A PASQUA STAI CON LA LAV
In quelle occasioni l’associazione sarà presente in centinaia di piazze italiane per chiedere a governo e Parlamento, attraverso due distinte raccolte di firme, emendamenti rigorosi al recepimento della direttiva 2010/63Ue sulla vivisezione e lo stop definitivo ai test cosmetici su animali. Inoltre sarà possibile sostenere la campagna portando a casa le uova di Pasqua della Lav, realizzate in cioccolato equosolidale.

LE VITTIME DELLA SPERIMENTAZIONE ANIMALE
Ogni anno, rileva la Lav in una nota, nei laboratori italiani muoiono circa 900mila animali, che salgono a ben 12 milioni nell’Unione Europea.
”Pratiche cruente – afferma in una nota la biologa Michela Kuan, responsabile Lav settore Vivisezione – in conflitto con gli obiettivi di salute, sicurezza ed efficacia che la ricerca dovrebbe sempre garantire e che i cittadini devono esigere. Firmare le due petizioni della Lav ci aiuterà a salvare e migliorare la vita di milioni di animali, a raggiungere il traguardo di una ricerca sostenibile e all’avanguardia fondata sui metodi alternativi”.

ALTERNATIVE ALLA SPERIMENTAZIONE ANIMALE
“Entro il 10 novembre – prosegue – governo e Parlamento nazionali sono chiamati ad apportare modifiche sostanziali e rigorose alla normativa che consente la sperimentazione in vivo, oggi regolata dal dettato comunitario: se gli emendamenti proposti dalla Lav in fase di recepimento fossero accettati, le maglie della vivisezione nel nostro Paese sarebbero senz’altro molto più strette”.

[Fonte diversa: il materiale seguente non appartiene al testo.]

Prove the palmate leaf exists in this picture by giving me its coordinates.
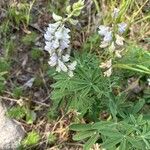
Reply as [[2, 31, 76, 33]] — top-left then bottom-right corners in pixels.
[[83, 133, 99, 150], [119, 138, 127, 150], [73, 130, 96, 141]]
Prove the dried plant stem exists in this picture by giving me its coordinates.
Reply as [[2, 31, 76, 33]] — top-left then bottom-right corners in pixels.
[[93, 0, 100, 14]]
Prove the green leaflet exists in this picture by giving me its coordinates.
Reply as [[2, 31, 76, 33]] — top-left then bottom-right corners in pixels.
[[69, 124, 92, 131], [73, 130, 96, 141]]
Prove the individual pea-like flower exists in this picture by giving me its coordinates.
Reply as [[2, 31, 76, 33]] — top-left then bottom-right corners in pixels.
[[98, 25, 109, 36], [44, 14, 77, 77], [112, 8, 120, 19], [98, 25, 112, 48], [118, 22, 127, 34]]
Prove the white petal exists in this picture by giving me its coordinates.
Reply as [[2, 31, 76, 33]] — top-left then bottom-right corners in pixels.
[[44, 33, 53, 41], [98, 25, 109, 36], [52, 39, 59, 49], [118, 22, 127, 34], [68, 71, 74, 78], [58, 60, 68, 72], [112, 8, 120, 18], [115, 34, 124, 46], [104, 68, 112, 77], [52, 13, 62, 21], [68, 61, 77, 70], [103, 31, 112, 42], [100, 41, 109, 48], [56, 66, 61, 72], [48, 53, 58, 67]]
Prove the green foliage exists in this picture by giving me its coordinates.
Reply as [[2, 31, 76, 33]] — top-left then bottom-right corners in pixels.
[[114, 45, 150, 75], [51, 53, 118, 117], [12, 86, 23, 99], [22, 131, 40, 147], [0, 58, 10, 93], [70, 115, 150, 150]]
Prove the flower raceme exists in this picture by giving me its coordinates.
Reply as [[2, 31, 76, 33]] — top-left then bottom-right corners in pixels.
[[44, 0, 84, 77], [98, 8, 127, 77]]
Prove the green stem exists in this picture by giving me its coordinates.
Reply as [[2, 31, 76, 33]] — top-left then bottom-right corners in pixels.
[[93, 0, 100, 14]]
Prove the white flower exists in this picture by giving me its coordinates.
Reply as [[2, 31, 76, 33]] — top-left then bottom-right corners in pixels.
[[68, 70, 74, 77], [68, 61, 77, 71], [112, 8, 120, 18], [118, 22, 127, 34], [100, 59, 112, 69], [44, 13, 77, 77], [104, 67, 112, 77], [115, 34, 124, 46], [52, 13, 62, 21], [62, 54, 70, 62], [98, 25, 109, 36], [48, 53, 58, 67]]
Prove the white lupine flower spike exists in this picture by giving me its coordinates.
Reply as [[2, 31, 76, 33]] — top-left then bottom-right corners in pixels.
[[44, 0, 84, 77]]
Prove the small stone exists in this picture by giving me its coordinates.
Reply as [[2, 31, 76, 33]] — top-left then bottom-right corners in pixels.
[[0, 102, 25, 150]]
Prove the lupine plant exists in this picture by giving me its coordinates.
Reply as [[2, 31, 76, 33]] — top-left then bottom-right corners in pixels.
[[44, 0, 84, 77]]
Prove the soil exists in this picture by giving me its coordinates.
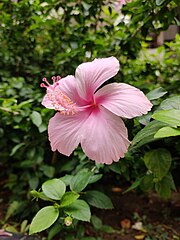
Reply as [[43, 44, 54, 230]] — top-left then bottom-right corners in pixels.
[[84, 190, 180, 240]]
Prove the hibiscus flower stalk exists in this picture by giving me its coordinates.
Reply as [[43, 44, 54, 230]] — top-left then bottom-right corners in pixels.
[[41, 57, 152, 164]]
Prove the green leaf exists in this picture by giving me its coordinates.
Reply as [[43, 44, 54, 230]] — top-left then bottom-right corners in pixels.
[[155, 174, 176, 199], [64, 199, 91, 222], [160, 96, 180, 110], [91, 215, 103, 230], [29, 206, 59, 235], [146, 87, 167, 100], [30, 111, 42, 127], [140, 174, 154, 192], [152, 109, 180, 126], [5, 201, 21, 221], [156, 0, 165, 6], [60, 192, 80, 207], [84, 190, 113, 209], [130, 120, 167, 148], [88, 174, 103, 184], [30, 111, 42, 127], [124, 177, 143, 193], [154, 127, 180, 138], [10, 143, 25, 156], [70, 169, 92, 192], [144, 148, 172, 180], [59, 174, 74, 186], [42, 178, 66, 200]]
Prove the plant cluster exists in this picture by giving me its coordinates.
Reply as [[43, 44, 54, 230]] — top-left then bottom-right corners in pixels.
[[0, 0, 180, 239]]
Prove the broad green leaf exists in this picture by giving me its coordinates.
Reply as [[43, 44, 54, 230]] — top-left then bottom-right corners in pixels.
[[30, 111, 42, 127], [144, 148, 172, 180], [10, 143, 25, 156], [160, 96, 180, 110], [64, 199, 91, 222], [29, 206, 59, 235], [152, 109, 180, 126], [42, 178, 66, 200], [155, 174, 176, 199], [124, 177, 143, 193], [140, 174, 154, 192], [84, 190, 113, 209], [154, 127, 180, 138], [5, 201, 21, 221], [146, 87, 167, 100], [59, 174, 74, 186], [130, 120, 167, 148], [60, 192, 80, 207], [156, 0, 165, 6], [88, 174, 103, 184], [91, 215, 103, 230], [70, 169, 92, 192]]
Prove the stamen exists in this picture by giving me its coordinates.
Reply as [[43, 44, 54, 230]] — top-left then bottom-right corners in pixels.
[[40, 76, 76, 115]]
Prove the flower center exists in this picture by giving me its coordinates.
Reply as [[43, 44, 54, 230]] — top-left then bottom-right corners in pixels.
[[40, 76, 76, 115]]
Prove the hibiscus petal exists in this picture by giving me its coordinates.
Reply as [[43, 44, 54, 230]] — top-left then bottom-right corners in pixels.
[[42, 75, 86, 109], [75, 57, 119, 101], [81, 107, 130, 164], [95, 83, 152, 118], [48, 111, 89, 156]]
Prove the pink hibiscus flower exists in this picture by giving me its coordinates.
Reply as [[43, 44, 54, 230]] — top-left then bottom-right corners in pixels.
[[41, 57, 152, 164], [118, 0, 126, 5]]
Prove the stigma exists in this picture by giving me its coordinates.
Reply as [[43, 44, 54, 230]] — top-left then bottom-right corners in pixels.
[[40, 76, 76, 115]]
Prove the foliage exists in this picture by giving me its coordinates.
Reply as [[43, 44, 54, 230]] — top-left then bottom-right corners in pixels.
[[0, 0, 180, 235]]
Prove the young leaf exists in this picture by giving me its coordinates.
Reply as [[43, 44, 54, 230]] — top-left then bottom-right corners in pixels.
[[146, 87, 167, 100], [30, 111, 42, 127], [84, 190, 113, 209], [155, 174, 176, 199], [152, 109, 180, 126], [60, 192, 80, 207], [42, 178, 66, 200], [29, 206, 59, 235], [124, 177, 143, 193], [70, 169, 92, 192], [131, 120, 167, 148], [64, 199, 91, 222], [154, 127, 180, 138], [160, 96, 180, 110], [156, 0, 165, 6], [144, 148, 172, 180]]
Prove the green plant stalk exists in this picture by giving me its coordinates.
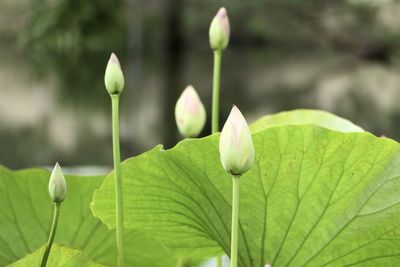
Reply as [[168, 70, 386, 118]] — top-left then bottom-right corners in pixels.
[[216, 256, 222, 267], [111, 94, 125, 267], [40, 202, 61, 267], [211, 50, 222, 267], [231, 175, 240, 267], [211, 50, 222, 133]]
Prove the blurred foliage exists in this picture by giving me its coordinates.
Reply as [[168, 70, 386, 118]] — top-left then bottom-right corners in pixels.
[[19, 0, 126, 108]]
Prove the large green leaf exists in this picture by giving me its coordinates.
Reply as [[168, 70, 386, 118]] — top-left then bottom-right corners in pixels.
[[9, 244, 104, 267], [92, 125, 400, 267], [250, 109, 364, 133], [0, 167, 176, 267]]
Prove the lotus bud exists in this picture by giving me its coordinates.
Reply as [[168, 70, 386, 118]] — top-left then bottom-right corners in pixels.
[[209, 7, 230, 50], [104, 53, 125, 95], [219, 106, 254, 175], [49, 162, 67, 203], [175, 85, 206, 137]]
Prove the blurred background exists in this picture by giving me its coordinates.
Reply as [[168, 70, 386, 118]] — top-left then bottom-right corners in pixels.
[[0, 0, 400, 168]]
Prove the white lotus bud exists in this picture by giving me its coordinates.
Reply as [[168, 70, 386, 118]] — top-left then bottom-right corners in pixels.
[[175, 85, 206, 137], [219, 106, 254, 175], [49, 162, 67, 203], [209, 7, 230, 50], [104, 53, 125, 95]]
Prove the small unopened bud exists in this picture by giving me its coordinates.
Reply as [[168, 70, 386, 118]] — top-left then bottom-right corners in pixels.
[[209, 7, 230, 50], [175, 85, 206, 137], [219, 106, 254, 175], [104, 53, 125, 95], [49, 162, 67, 203]]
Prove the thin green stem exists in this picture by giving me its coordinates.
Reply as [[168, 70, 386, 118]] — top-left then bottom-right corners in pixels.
[[111, 95, 125, 267], [231, 175, 240, 267], [216, 256, 222, 267], [40, 202, 61, 267], [211, 50, 222, 133]]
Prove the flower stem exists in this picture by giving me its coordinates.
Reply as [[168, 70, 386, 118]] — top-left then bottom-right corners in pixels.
[[231, 175, 240, 267], [111, 94, 124, 267], [211, 50, 222, 133], [216, 256, 222, 267], [40, 202, 61, 267]]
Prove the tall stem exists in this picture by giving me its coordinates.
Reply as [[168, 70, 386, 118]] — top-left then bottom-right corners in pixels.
[[211, 50, 222, 133], [40, 202, 61, 267], [111, 95, 125, 267], [211, 50, 222, 267], [216, 256, 222, 267], [231, 175, 240, 267]]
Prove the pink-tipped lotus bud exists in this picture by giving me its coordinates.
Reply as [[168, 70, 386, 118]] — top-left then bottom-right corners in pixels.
[[209, 7, 230, 50], [175, 85, 206, 137], [104, 53, 125, 95], [49, 162, 67, 203], [219, 106, 254, 175]]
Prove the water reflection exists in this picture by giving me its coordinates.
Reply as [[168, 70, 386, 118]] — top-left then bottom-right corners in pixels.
[[0, 0, 400, 168]]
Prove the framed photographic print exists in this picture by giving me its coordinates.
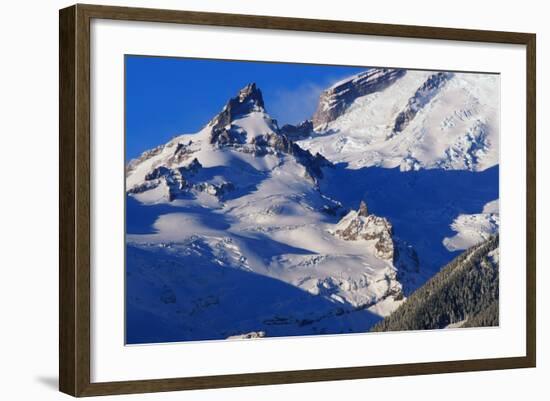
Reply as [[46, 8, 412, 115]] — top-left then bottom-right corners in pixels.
[[60, 5, 536, 396]]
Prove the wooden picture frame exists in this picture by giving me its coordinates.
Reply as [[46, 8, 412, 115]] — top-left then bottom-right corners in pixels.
[[59, 4, 536, 396]]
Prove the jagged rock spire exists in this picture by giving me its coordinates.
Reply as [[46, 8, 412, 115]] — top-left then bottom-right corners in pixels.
[[357, 201, 369, 217], [209, 82, 265, 129]]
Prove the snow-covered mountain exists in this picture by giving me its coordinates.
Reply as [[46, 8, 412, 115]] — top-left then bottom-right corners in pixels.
[[126, 69, 498, 343], [300, 69, 500, 171]]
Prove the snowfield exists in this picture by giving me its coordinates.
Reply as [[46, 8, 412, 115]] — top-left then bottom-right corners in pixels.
[[126, 71, 498, 344]]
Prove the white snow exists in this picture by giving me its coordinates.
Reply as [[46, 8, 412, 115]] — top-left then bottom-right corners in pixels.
[[299, 71, 500, 171], [443, 199, 500, 251]]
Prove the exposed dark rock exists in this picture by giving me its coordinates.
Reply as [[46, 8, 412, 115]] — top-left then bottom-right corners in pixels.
[[358, 201, 369, 217], [280, 120, 313, 141], [312, 68, 407, 128], [335, 205, 395, 261], [390, 72, 453, 137], [208, 83, 264, 134]]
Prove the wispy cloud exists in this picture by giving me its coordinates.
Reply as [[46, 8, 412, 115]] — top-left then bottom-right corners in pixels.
[[267, 82, 326, 125], [267, 70, 364, 125]]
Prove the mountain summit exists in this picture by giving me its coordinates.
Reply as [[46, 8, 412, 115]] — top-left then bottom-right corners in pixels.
[[208, 82, 265, 129]]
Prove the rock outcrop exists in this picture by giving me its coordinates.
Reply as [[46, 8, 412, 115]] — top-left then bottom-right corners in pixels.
[[312, 68, 407, 128], [390, 72, 453, 137], [334, 202, 394, 261], [281, 120, 313, 141]]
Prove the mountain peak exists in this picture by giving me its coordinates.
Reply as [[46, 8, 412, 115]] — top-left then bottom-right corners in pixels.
[[209, 82, 265, 129], [237, 82, 264, 109], [312, 68, 407, 128]]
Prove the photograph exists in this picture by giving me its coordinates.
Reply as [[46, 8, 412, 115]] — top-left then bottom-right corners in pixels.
[[124, 55, 500, 345]]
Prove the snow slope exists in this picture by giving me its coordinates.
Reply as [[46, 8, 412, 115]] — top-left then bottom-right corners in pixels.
[[126, 83, 418, 343], [126, 70, 498, 343], [299, 70, 500, 171]]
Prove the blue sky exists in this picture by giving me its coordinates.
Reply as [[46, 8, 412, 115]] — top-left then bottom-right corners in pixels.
[[126, 56, 365, 160]]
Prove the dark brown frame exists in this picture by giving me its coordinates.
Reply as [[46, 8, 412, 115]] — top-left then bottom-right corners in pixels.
[[59, 4, 536, 396]]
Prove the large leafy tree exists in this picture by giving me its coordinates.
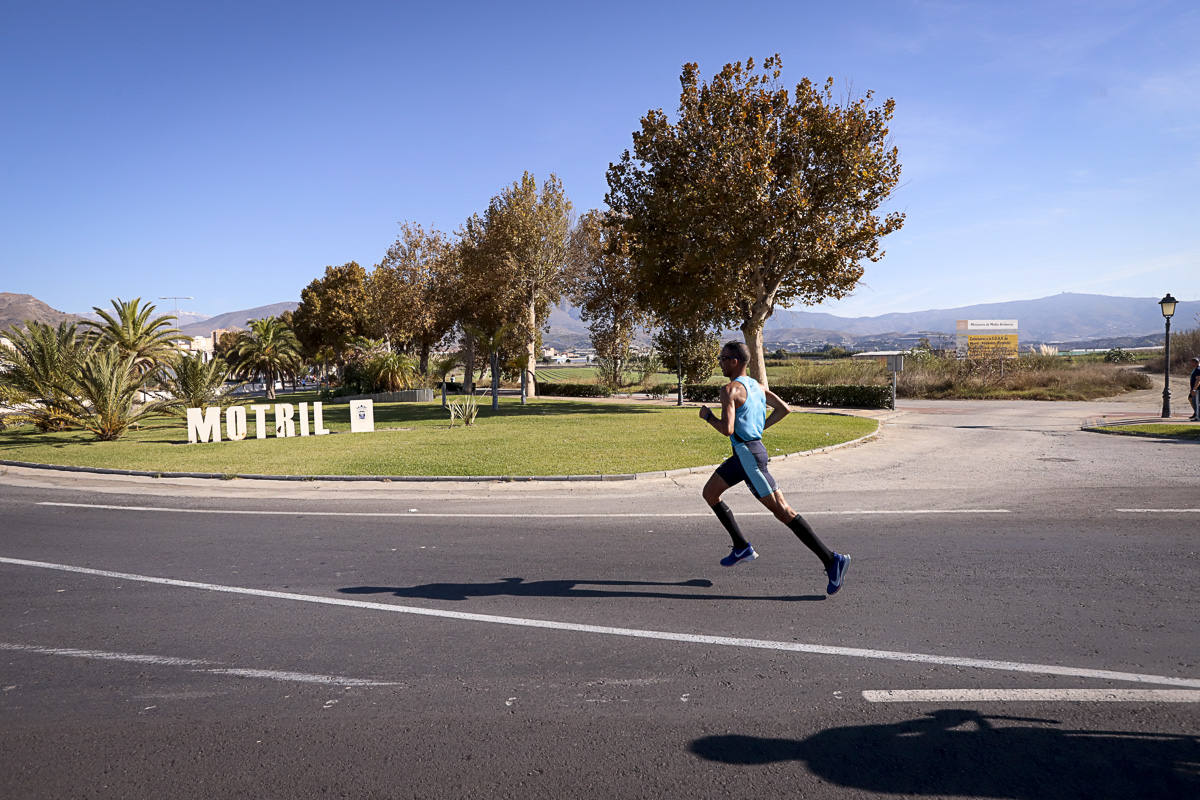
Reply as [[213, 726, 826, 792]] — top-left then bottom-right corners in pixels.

”Dall’altro lato -conclude- c’è la difesa del bando definitivo e totale ai test cosmetici su animali che, previsto a partire dal 2013, rischia di essere posticipato di almeno altri dieci anni, consentendo ancora la commercializzazione in Europa di prodotti cosmetici che possono essere stati testati su topi, conigli o cavie”.